Personal information
- Full name: David Simón Rodríguez Santana
- Date of birth: 16 December 1988 (age 37)
- Place of birth: Las Palmas, Spain
- Height: 1.78 m (5 ft 10 in)
- Position: Right-back

Youth career
- Atlético Feria
- Unión Viera

Senior career*
- Years: Team / Apps / (Gls)
- 2008–2010: Unión Viera / 31 / (0)
- 2010–2014: Las Palmas B / 109 / (11)
- 2011–2012: → Vecindario (loan) / 33 / (2)
- 2014–2018: Las Palmas / 95 / (3)
- 2018–2020: Deportivo La Coruña / 38 / (1)
- 2020–2022: Cartagena / 30 / (0)
- 2022–2024: Lamia / 70 / (1)
- 2024–2026: A.E. Kifisia / 49 / (3)

= David Simón =

Spanish footballer

David Simón Rodríguez Santana (born 16 December 1988), known as David Simón, is a Spanish professional footballer who plays as a right-back.

==Club career==
===Las Palmas===
Born in Las Palmas, Canary Islands, David Simón started playing as a senior with local CF Unión Viera.

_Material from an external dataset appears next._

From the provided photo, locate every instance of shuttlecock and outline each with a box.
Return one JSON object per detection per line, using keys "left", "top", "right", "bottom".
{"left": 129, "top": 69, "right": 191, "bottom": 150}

In 2010, he moved to UD Las Palmas, being assigned to the reserves in the Tercera División.

In the summer of 2011, David Simón was loaned to Segunda División B's UD Vecindario. He featured regularly for the club, which was relegated to the fourth tier.

In June 2012, David Simón renewed his contract with Las Palmas until 2015, but remained with the reserves, however. In August 2014, he was definitely promoted to the main squad.

On 23 August 2014, David Simón played his first match as a professional by starting the 2–0 home win against UE Llagostera in the Segunda División. He scored his first goal in the competition on 21 March of the following year, but in a 4–2 away loss to CD Numancia.

David Simón was an undisputed starter during the campaign, appearing in 41 games and scoring twice as his team returned to La Liga after a 13-year absence. He made his debut in the competition on 22 August 2015, playing the full 90 minutes in a 1–0 defeat at Atlético Madrid.

===Deportivo===
On 24 July 2018, after suffering relegation, David Simón terminated his contract with Las Palmas, and signed a two-year deal with fellow second division side Deportivo de La Coruña the following day. He made only ten league appearances in 2019–20 due to a pubis injury, scoring once in an eventual relegation.

===Cartagena===
David Simón agreed to a one-year contract with FC Cartagena on 2 September 2020.